Nearly 821 million people across the world are food insecure, according to the 2018 State of Food Insecurity (SOFI) report by the Food and Agriculture Organization of the United Nations (FAO). This means that they do not have adequate access to sufficient, safe, nutritious food to maintain a healthy life. Evidence indicates that this number will likely increase if the global atmospheric temperature continues to rise.
The Guardian recently reported on a study by the Philosophical Transactions of the Royal Society A on the impacts of allowable temperature rise of 1.5⁰C and 2⁰C. It found that vulnerability to food insecurity increases more at 2°C global warming than at 1.5°C, due to climate-induced drought and precipitation changes. Of all natural hazards, the SOFI report highlights that “floods, droughts and tropical storms affect food production the most. Drought causes more than 80 percent of the total damage and losses in agriculture.”
Maximum temperature, the percentage of days with extreme daily temperatures, the number of consecutive dry days, and the maximum rainfall in a 5-day period were measured to reach temperature impact conclusions. At a 2°C warmer world, the land areas mostly warm by more than 2°C. In some regions, like North America, China, and Europe, the daily high temperature increases could be double that of the globe on average. Southern Africa, the Mediterranean, Australia and northeast South America are projected to have increased dry spell lengths. Rainfall is projected to increase over many regions including parts of southeast Asia, northern Australia and the east coast of the USA.
The impacts on food security at an increase of 1.5°C global temperature are smaller than at 2°C. Drought and flooding are more extreme at an increase in global temperature of 2°C. The SOFI report noted the number of extreme climate-related disasters has doubled since the early 1990s. These disasters harm agricultural productivity contributing to shortfalls in food availability, hiked up food prices, and the loss of income reducing people’s access to food.
Why are these temperatures important?

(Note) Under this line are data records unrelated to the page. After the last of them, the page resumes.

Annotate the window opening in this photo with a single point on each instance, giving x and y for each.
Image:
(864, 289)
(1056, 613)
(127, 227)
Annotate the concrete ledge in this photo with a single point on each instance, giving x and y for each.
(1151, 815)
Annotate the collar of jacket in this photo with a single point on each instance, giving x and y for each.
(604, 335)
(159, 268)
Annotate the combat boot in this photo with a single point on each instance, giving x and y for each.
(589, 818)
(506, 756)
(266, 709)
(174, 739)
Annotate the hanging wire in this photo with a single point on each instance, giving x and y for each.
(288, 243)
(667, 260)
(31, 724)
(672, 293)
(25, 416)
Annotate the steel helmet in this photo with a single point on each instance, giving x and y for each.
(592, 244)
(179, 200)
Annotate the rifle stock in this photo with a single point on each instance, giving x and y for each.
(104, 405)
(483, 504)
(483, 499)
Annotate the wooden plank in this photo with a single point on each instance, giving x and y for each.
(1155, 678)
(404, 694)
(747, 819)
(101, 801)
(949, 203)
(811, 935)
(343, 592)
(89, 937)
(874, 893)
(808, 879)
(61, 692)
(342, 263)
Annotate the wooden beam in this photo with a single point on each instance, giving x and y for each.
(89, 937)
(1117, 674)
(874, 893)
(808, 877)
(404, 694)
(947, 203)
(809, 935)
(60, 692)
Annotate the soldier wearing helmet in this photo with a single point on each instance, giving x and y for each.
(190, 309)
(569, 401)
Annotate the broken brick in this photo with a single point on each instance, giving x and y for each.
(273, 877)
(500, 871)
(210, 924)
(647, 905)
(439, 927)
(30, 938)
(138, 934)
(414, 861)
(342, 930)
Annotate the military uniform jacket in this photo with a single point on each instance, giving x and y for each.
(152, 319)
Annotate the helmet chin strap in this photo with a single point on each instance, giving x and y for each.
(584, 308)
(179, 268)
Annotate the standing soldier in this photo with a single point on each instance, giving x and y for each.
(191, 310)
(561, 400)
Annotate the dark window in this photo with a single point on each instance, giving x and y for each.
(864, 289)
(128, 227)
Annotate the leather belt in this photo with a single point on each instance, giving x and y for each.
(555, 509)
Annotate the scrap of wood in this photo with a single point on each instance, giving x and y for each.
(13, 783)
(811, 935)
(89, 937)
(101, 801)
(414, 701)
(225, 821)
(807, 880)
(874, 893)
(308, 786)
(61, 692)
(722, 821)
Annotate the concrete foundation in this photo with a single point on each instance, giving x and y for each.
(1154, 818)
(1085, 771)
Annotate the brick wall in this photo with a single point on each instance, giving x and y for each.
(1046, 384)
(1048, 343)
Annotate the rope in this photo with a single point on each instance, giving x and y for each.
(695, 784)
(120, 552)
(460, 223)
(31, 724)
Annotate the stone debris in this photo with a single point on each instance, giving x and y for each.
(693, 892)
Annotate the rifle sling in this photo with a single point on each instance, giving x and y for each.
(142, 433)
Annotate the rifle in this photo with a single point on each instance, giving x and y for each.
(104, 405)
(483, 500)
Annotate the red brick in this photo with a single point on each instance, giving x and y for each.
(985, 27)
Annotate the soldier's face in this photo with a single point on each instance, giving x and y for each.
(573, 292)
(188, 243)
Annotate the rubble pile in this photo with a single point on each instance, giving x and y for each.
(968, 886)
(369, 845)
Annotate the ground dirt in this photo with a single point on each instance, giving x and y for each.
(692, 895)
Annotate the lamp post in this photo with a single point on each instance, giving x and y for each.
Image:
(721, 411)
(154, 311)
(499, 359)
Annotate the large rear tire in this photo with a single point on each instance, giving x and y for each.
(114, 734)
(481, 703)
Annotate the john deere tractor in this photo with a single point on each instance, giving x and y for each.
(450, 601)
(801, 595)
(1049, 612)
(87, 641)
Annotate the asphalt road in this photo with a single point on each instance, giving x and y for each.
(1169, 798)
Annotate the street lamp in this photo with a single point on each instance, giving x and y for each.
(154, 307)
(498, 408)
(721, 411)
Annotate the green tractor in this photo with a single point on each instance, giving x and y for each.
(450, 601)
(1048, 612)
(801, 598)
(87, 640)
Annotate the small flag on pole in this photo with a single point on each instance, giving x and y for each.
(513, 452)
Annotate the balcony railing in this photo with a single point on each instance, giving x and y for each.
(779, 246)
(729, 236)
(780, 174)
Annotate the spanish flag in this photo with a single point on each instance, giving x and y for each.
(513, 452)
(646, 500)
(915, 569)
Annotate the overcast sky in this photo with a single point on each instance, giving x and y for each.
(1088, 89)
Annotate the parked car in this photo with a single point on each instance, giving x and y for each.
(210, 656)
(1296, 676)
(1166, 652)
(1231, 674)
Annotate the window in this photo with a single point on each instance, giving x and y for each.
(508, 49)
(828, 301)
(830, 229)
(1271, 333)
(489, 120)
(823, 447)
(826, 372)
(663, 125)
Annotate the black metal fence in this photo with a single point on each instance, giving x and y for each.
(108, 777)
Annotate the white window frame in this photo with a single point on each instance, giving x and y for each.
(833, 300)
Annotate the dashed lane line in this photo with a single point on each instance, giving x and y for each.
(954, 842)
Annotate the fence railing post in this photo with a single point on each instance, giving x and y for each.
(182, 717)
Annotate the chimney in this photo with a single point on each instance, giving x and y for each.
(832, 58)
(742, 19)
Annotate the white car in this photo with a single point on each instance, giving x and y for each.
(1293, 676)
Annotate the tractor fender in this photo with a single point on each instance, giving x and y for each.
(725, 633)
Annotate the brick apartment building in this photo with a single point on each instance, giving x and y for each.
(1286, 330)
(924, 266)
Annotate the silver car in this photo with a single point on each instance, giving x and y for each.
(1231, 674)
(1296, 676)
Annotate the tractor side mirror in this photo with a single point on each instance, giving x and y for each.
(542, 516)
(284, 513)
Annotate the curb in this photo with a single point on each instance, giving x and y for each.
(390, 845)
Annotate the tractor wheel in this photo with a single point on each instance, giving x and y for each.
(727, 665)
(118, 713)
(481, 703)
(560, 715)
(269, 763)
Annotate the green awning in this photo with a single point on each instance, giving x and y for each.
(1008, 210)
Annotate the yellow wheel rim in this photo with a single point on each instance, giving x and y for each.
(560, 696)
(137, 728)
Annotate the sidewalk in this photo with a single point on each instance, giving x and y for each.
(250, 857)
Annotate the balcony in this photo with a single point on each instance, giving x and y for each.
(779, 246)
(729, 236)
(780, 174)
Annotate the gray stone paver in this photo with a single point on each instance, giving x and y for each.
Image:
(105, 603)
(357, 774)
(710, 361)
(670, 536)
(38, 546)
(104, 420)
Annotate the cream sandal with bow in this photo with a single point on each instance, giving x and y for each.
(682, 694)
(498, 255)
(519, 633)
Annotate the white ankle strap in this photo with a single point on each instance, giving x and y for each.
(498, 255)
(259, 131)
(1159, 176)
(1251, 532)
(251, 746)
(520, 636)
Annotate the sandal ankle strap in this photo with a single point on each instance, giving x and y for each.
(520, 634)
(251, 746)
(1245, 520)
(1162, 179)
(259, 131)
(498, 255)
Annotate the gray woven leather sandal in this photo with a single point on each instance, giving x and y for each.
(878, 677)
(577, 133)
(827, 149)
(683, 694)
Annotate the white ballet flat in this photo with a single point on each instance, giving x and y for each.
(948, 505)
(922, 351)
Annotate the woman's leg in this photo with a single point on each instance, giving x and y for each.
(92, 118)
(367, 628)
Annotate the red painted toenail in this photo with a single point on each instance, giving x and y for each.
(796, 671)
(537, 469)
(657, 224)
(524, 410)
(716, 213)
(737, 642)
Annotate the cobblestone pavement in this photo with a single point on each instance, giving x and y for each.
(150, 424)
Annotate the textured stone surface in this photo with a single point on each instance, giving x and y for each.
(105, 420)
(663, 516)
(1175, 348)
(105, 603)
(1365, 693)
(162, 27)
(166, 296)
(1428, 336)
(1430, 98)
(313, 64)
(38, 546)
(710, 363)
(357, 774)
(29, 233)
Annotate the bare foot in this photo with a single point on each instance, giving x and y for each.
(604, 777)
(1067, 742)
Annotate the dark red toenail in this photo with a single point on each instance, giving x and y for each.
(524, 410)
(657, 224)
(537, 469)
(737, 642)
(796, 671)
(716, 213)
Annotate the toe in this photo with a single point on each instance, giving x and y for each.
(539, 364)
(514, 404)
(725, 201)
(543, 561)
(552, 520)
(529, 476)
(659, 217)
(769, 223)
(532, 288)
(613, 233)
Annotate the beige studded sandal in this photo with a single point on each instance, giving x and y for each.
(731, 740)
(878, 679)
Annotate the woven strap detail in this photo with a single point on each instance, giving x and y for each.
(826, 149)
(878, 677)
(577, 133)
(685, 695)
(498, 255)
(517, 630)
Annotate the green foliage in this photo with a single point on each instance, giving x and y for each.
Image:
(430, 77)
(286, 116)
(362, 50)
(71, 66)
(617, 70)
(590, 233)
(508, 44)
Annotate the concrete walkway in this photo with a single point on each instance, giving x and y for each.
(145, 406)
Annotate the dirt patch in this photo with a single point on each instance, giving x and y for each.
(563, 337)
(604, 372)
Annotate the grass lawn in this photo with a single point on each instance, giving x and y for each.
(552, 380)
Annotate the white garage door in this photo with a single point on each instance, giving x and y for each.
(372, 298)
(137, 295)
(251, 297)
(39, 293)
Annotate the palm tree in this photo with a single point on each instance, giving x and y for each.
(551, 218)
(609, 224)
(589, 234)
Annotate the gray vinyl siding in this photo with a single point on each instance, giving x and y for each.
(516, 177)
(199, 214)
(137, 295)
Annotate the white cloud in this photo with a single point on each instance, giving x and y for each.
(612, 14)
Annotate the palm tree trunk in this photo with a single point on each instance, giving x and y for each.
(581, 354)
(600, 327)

The Paris Agreement’s goal is to keep the global temperature rise this century “well below 2⁰C” above pre-industrial levels and to pursue efforts to limit the temperature increase to 1.5⁰C. This goal is outlined in Art 2 of the PA and aligns with the UNFCCC’s Art 2 objective to “stabilize greenhouse gas concentrations in the atmosphere at a level that would prevent dangerous anthropogenic interference with the climate system.”
Current IPCC reports model proposed mitigation pathways on limiting warming to 2°C. In early October, the IPCC will publish a report that remodels needed mitigation outcomes based on a 1.5°C limit. FAO has sounded the alarm for why less warming is critical to our food security and underscored why this new IPCC report is needed. At COP24, Parties will be faced with this new evidence as they negotiate the rules for implementing the Paris Agreement.